Sasco called for the IMF not to be allowed to meddle in South Africa’s “progressive socio-economic policies”.
Sasco president Avela Mjajubana said the lending institution’s view of South Africa’s education policy was appalling as it was aimed at maintaining the blockage of the majority from accessing higher education.
“We are, however, not surprised about the views of the IMF. The IMF directly bankrolled South Africa’s apartheid regime, and as such, the views of the IMF affirm the Western supremacist, imperialist, neo-liberal agenda and the continued onslaught on the development of Africa and its people,” Mjajubana said.
Mjajubana said the free education
policy, which was declared late last year by former president Jacob Zuma, was aimed at reversing the legacy of the past which saw the black majority being deliberately locked out of quality education.
“These views seek to delay the progress South Africa has since made under the government of the people in fulfilling its mandate to open the doors of learning and grant access to higher education to the black African child. These backward views seek to create institutions of higher learning that are to serve as ivory towers for the elite and the privileged South Africans,” Mjajubana said.
South Africa’s biggest public sector union, Nehawu, has also condemned
the IMF for its views on the country’s policy direction.

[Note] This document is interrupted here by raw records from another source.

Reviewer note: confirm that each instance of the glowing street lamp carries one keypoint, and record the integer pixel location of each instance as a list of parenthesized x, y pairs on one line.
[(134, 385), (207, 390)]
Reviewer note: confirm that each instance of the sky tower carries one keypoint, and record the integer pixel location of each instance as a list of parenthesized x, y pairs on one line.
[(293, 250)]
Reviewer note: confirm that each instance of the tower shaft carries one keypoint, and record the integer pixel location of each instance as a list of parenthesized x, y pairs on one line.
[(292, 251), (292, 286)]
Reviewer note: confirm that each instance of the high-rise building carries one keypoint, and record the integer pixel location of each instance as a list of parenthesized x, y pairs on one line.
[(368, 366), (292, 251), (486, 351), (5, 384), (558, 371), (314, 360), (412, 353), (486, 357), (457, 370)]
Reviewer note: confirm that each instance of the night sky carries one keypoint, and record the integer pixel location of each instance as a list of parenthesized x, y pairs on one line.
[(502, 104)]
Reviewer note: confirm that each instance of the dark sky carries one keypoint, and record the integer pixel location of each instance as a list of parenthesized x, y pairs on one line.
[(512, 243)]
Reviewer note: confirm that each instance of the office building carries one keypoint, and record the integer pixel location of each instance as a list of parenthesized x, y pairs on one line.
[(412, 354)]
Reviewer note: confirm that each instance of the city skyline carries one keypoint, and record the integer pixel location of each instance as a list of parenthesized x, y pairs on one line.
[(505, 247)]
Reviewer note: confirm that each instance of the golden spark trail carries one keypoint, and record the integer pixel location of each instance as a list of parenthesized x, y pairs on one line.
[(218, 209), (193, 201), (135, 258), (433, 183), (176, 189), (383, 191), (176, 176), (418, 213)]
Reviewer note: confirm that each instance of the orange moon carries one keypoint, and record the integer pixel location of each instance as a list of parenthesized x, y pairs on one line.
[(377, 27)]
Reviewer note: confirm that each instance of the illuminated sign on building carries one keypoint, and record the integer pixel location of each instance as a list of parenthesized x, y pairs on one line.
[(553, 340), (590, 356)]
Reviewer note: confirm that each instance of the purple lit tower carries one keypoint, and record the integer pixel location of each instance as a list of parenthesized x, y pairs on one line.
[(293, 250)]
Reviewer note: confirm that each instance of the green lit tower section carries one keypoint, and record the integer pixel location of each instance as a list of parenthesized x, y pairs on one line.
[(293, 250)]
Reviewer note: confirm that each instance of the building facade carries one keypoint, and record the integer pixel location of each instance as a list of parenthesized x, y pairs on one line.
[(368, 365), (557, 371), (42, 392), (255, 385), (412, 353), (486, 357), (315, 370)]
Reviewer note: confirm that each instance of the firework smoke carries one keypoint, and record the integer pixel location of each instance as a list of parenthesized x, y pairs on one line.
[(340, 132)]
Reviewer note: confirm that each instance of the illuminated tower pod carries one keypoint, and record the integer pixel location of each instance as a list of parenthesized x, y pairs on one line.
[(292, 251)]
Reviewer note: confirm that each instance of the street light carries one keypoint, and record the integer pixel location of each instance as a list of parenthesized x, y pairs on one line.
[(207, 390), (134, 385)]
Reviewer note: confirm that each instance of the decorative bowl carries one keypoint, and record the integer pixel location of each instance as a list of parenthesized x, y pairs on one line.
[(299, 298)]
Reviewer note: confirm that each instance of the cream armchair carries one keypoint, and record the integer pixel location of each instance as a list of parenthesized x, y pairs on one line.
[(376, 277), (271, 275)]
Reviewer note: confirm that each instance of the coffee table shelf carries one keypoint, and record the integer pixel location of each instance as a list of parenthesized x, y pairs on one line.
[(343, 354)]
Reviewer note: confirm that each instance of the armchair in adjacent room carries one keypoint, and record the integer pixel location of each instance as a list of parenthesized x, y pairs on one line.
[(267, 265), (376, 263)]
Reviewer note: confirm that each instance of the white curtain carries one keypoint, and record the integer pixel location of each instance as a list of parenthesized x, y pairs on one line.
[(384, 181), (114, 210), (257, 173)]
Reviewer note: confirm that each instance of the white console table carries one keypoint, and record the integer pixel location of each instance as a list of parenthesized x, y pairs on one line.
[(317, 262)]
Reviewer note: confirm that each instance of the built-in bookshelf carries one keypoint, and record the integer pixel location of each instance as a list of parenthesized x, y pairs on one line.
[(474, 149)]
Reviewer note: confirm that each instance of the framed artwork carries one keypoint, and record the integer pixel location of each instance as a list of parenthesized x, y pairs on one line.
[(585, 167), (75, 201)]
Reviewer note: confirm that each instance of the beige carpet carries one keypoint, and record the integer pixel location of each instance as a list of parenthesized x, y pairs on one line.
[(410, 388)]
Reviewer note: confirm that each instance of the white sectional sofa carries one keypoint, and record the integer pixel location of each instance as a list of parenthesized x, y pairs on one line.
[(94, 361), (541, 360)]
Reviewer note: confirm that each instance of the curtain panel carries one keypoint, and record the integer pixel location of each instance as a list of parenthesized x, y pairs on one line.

Nehawu general secretary Zola Saphetha said that despite the student uprisings since 2015 in higher education, budgetary allocations to universities had remained stagnant, while demands for access increased as more poor students qualified.
“We believe that the IMF has no expertise to make comments on education and other social services, and this is reflected in its track record in Africa, as well as recently in Greece. It must stay out of the South African democratic policymaking process,” Saphetha said.
This comes as IMF managing director Christine Lagarde visited the
country this week. She met President Cyril Ramaphosa and SA Reserve Bank governor Lesetja Kganyago, as well as Treasury officials.
According to the Presidency, the discussions centred around recent economic developments in the country.
The EFF called on the government to reject advice from the institution, saying it was partly responsible for economic models that devastated poor nations.
“The IMF’s economic logic wherever it intervenes seeks to create business conditions for the greedy, rapacious and callous multinational corporations whose interests will never coincide with the interests of ordinary people,” the party said.